Mais fermons là le clapet de l’avocat du diable, car en tant qu'enchaînement de superbes courts métrages, la série se pose là. SC se cherche un peu au début mais ensuite la série s’élance et c’est bel et bien quand elle choisit d’exploiter à fond son concept qu’elle arrache tout sur son passage. L’épisode des tagueurs est un petit chef d’oeuvre à lui tout seul (ep18 - "Pen in One Hand, Sword in the Other - War of the Words"), celui du tournoi de base ball est franchement hilarant (ep23 - "Heart and Soul Into the Ball - Baseball Blues") et un autre avec un samouraï à deux balles accompagné d’un ménestrel scratcheur-rappeur également (« Ka-pou-pou-pah !! Dji-dji-dji-dji-jin !! » ep08 - "Self-Conceit - The Art of Altercation"). Enfin, même si le fil rouge est faiblard, les derniers épisodes sont d’une gravité étonnante et forment un long métrage soufflant s'offrant carrément le luxe de se suffire à lui-même, s'écartant cette fois très peu du chambara classique afin de conserver un ton très premier degré pour conclure le show.

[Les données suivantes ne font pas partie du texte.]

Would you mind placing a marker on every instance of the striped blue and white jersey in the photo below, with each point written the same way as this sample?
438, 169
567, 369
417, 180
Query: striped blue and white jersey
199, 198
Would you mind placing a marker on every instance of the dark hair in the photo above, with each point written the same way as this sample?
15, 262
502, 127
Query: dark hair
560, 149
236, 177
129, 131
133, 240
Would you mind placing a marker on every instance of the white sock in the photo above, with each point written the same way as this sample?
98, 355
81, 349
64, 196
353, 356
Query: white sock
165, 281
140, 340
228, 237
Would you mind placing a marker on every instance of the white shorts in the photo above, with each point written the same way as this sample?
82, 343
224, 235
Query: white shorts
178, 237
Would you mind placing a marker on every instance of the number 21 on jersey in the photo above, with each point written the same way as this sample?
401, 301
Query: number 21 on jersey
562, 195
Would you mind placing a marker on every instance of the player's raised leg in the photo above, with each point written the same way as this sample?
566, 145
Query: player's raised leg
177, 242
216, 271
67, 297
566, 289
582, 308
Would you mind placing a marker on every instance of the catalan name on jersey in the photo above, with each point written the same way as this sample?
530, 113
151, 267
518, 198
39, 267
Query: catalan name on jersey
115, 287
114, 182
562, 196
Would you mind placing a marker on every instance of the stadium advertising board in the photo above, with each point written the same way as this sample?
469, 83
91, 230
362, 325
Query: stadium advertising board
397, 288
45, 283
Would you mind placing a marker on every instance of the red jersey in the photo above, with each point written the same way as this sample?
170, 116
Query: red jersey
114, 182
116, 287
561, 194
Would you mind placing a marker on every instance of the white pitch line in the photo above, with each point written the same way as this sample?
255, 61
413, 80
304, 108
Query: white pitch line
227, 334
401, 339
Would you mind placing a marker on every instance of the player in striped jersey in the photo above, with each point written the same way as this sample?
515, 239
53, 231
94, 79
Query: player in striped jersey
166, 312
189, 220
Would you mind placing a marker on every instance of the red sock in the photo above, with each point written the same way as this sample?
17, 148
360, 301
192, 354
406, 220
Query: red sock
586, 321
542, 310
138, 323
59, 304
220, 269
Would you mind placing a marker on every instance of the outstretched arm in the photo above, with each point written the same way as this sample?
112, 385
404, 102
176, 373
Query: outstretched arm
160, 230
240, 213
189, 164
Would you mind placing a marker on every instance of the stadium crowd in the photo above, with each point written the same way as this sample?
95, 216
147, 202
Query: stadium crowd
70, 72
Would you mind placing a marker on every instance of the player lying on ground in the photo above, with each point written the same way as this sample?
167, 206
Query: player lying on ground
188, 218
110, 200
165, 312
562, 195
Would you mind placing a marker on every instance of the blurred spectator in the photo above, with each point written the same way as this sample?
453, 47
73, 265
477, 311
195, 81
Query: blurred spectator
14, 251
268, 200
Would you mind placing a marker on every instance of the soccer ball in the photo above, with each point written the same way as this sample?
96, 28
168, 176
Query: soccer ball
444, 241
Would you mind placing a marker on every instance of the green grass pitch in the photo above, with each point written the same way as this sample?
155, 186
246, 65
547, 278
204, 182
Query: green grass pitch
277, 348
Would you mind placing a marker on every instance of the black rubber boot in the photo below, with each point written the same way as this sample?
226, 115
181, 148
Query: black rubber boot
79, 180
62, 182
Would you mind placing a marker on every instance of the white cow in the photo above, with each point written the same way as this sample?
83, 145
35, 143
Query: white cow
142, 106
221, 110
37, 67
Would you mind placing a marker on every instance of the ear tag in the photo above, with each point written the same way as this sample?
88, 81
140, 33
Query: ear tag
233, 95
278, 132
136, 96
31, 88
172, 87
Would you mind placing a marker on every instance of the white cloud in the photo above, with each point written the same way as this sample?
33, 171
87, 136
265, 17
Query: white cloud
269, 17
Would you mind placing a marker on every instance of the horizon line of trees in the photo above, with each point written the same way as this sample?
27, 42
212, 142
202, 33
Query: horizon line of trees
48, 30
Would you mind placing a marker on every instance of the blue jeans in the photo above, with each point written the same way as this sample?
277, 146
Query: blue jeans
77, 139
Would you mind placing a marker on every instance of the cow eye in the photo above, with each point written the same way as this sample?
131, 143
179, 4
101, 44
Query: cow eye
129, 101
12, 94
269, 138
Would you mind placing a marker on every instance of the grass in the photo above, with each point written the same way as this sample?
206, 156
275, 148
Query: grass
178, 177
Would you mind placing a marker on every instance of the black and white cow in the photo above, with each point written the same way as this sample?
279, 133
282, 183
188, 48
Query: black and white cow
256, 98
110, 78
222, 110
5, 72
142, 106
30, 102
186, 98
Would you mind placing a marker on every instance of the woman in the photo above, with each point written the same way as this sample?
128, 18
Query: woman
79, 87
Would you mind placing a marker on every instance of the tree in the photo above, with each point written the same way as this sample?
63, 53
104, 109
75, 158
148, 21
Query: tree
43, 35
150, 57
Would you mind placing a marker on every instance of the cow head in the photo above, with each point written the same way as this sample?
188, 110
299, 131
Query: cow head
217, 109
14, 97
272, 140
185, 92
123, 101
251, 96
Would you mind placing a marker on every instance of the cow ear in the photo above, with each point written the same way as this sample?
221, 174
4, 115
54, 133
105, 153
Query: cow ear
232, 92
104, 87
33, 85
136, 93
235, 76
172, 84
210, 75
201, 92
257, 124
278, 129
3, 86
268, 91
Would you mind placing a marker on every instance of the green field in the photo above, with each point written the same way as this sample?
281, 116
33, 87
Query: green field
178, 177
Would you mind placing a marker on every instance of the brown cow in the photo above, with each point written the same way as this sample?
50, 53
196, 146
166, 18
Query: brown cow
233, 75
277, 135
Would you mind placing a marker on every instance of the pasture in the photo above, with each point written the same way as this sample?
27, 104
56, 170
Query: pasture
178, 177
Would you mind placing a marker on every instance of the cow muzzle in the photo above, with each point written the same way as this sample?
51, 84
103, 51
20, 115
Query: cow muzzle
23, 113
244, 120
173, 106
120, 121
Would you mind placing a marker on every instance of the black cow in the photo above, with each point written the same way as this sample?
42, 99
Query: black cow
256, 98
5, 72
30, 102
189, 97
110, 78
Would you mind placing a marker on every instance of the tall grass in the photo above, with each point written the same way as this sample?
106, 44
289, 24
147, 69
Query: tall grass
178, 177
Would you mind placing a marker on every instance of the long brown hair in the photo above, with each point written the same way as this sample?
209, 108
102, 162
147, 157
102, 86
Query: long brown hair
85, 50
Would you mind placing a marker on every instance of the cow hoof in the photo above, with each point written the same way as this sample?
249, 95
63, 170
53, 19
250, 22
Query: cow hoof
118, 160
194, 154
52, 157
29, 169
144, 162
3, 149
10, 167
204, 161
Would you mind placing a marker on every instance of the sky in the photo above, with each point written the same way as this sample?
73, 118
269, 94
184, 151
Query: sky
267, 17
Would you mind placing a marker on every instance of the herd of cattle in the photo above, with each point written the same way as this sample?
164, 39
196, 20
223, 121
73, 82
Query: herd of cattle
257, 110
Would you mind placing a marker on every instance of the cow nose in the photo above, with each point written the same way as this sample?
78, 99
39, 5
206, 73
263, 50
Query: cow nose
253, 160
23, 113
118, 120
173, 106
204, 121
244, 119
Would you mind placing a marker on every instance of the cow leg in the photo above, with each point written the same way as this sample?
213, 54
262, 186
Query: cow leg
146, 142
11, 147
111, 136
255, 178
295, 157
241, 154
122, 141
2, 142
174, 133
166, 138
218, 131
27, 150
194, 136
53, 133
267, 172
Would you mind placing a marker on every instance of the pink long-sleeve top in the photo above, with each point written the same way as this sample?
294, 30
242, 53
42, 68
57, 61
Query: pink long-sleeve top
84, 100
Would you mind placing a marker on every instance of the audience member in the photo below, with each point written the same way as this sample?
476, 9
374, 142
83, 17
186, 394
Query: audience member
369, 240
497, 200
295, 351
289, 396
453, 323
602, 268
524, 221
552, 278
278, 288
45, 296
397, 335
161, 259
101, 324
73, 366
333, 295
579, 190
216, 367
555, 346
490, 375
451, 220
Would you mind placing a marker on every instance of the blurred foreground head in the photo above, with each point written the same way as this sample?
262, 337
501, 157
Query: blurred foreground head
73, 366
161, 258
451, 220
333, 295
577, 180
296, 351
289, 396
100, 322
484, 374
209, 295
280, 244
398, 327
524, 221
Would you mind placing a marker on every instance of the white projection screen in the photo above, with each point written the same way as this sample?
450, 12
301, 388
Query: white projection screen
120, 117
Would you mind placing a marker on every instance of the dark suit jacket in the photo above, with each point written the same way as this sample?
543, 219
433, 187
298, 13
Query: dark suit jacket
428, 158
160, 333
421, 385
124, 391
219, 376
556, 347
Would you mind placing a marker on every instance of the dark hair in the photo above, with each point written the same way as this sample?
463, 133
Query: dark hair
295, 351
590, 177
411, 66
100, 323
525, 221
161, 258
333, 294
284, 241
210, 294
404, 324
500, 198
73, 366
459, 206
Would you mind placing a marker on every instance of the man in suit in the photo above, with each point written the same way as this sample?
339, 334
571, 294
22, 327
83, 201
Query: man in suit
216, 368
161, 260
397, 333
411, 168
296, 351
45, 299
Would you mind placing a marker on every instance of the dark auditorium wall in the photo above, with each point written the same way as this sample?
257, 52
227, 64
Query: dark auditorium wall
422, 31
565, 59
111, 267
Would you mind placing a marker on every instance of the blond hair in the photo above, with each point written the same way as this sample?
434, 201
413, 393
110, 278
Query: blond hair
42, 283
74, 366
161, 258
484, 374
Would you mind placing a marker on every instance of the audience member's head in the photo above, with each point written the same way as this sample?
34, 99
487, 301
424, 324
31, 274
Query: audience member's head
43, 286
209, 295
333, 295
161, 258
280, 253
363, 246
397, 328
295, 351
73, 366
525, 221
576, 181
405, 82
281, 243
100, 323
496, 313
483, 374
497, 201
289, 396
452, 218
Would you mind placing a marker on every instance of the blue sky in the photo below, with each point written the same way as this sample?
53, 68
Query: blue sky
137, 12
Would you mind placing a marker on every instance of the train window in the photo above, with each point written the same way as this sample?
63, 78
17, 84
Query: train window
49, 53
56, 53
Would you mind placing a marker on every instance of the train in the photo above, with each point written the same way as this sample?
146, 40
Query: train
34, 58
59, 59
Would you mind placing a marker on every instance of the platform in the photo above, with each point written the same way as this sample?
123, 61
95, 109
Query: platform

Les scènes de combat sont magnifiques, certains moments ont une ampleur dramatique magistrale, d’autres sont poilants, les personnages sont attachants, la BO est d’enfer... Quand s’arrête la série au bout de seulement 26 épisodes, on a du mal à croire qu'on ne verra plus Mûgen tournoyer dans les airs, que le peu bavard Jin n’acquiescera plus sur tout et n’importe quoi de ses « mmh » stoïques et que Fuu ne triplera plus de volume après s’être remplie la panse. Problème: on en redemande. La solution? En suivant notre logique et comme pour Cowboy Bebop : le film, espérons un "Samouraï Champloo : le film" qui devrait s'insérer sans trop forcer entre les épisodes 22 et 23 de la série...
(*) A propos du personnage de Mugen et de sa (ses) technique(s) de combat, outre en effet les emprunts à la Capuera on peut noter quelques similitudes avec celles du personnage de Gennai dans le chambara Roningai, une furie portnawak déjà bien dévastatrice.